Кроме того, и сами буквы становились все больше и больше. Одна фраза, скажем «ГДЕ ПРО ГИТ НЕ ЗАБЫЛИ, ГИБЕЛЬ ГРЯЗИ И ГНИЛИ», накрыла целиком Ван Несс-авеню от Голден-Гейт до Пост-стрит, а «ВСЕМОГУЩИЙ ГИТ МОЕТ И СКОБЛИТ» угодила в колоссальную чашу стадиона Кезар, и хвост ее торчал оттуда, как ручка половника из суповой миски.
Вопль яростного протеста, раздавшийся этим памятным утром «в безумную пятницу» над Сан-Франциско, был проявлением гражданского негодования публики в небывалом масштабе. И, конечно, единственной мишенью этого гнева явилась «Мыловаренная компания Спергл».
Сорок тысяч разъяренных домашних хозяек почти одновременно набрали номер телефона завода «Спергл». Четыре оторопевших телефонистки, не устояв перед этой лавиной, попросту сняли свои наушники, посмотрели с минуту на непрерывно мигающие лампочки сигналов на панелях коммутатора и на цыпочках вышли из комнаты.
У ворот завода собралась агрессивно настроенная толпа — тысяч десять-двадцать. Люди что-то выкрикивали и изредка швыряли кирпичи через ограду.
Часам к одиннадцати утра прибыл гражданский комитет — семь человек во главе с мэром города Рэндолфом Роквеллом. Протиснувшись сквозь толпу, они гуськом проследовали в здание правления и вошли в роскошный кабинет X. Дж. Спергла. Распираемый бессильной яростью, с темнобагровым лицом, он медленно покачивался в своем вращающемся кресле и тщетно пытался сдержать дрожь в коленках.
— Чья это работа? — рявкнул Роквелл, подойдя к окну и тыча пальцем в небо. — Я требую, чтобы вы немедленно прекратили эту гнусную рекламную диверсию.
У Спергла на секунду перехватило дыхание.
— Чтобы я прекратил!! — взвизгнул он. — Вы что же думаете, мне это нравится? Да у меня свадьба сорвалась! Я разорен! А вы тут мне — «прекратить»… Как?

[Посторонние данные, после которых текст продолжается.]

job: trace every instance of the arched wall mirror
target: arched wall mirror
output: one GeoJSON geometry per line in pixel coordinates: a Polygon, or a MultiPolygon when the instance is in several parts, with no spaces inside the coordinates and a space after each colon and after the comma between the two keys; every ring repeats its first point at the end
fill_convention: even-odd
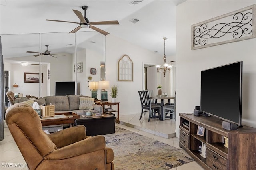
{"type": "Polygon", "coordinates": [[[1,36],[4,70],[8,73],[6,86],[9,89],[6,91],[23,94],[24,97],[43,97],[55,95],[56,82],[75,81],[76,94],[90,95],[88,77],[92,76],[92,81],[100,80],[101,64],[104,61],[104,36],[96,32],[1,36]],[[39,55],[44,54],[47,49],[50,55],[39,55]],[[28,65],[22,66],[22,62],[28,65]],[[82,71],[74,73],[74,64],[80,62],[83,63],[82,71]],[[96,68],[97,74],[91,75],[91,68],[96,68]],[[25,72],[42,73],[43,83],[25,83],[25,72]],[[15,83],[17,87],[13,86],[15,83]]]}

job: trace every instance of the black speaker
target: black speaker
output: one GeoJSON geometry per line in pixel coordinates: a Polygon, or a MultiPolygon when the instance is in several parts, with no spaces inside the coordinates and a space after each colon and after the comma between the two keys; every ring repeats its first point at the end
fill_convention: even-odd
{"type": "Polygon", "coordinates": [[[198,110],[198,111],[201,110],[200,106],[196,106],[195,107],[195,109],[198,110]]]}
{"type": "Polygon", "coordinates": [[[222,128],[228,130],[234,130],[237,129],[237,125],[223,121],[222,121],[222,128]]]}
{"type": "Polygon", "coordinates": [[[194,109],[194,115],[196,116],[199,116],[200,115],[202,114],[203,112],[201,111],[198,111],[197,109],[194,109]]]}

— Прикажите вашему летчику сесть.
Спергл испустил безрадостный смешок.
— Сами попробуйте приказать! Он сошел с ума. У вас только один выход — стрелять в него и сбить.
От группы отделился и подошел к столу человек с портфелем в руке.
— И все же, Спергл, — заговорил он холодным судейским тоном, — я, как городской прокурор, должен предупредить, что этот человек у вас на жалованьи, и поэтому мы считаем вас юридически ответственным за его действия.
— В каком это смысле юридически ответственным? — возмутился Спергл. — Компания Спергл имеет совершенно законный патент от городских властей на право устройства воздушной рекламы на 1983 год. Меня юридическая ответственность не тревожит. Тут у меня все чисто.
Он покопался в ящике стола, вынул оттуда какую-то бумагу и швырнул ее прокурору. Тот внимательно прочитал ее, нахмурился и покачал головой.
— Патент в полном порядке, — сказал он. — Откровенно говоря, джентльмены, я не могу установить, какое именно законоположение здесь нарушено. Разве только постановление против загрязнения атмосферы. Как ни печально, тут ни к чему не подкопаешься.
Воцарилось растерянное молчание.
— Сколько он там может продержаться? — спросил кто-то.
— Месяцы, — уныло ответил Спергл. — На обоих наших вертолетах атомные двигатели.
— Да, но запас э-э… резины или чего там еще… — жалобно вскрикнул мэр. — Он-то должен скоро кончиться! Как насчет этого, Клифф? Это по вашей части — ведь вы городской инженер.
— Еще не успели сделать анализ, — ответил флегматичный человечек в синем шевиотовом костюме. — Могу сказать одно — в обычном теннисном мячике резины больше, чем во всех буквах целой фразы. Знаете такое лакомство — на пляжах им торгуют — сахарная вата: из кусочка сахара целый пук ваты получается. Так и здесь. Если у него там килограммов двести старых покрышек — трудно сказать, когда он их все переведет…
— Тогда, может быть, все-таки лучше его сбить… — предложил начальник городской полиции.
— Нет-нет! — резко перебил его прокурор. — Я же сказал вам, что в его действиях нет состава преступления. Вот, скажем, писать нецензурные слова в общественных местах — это другое дело.
Мэр Роквелл — по лицу его было видно, как он волнуется, — перестал жевать дужку своих очков, откашлялся и обратился к худощавому хмурому мужчине, стоявшему рядом.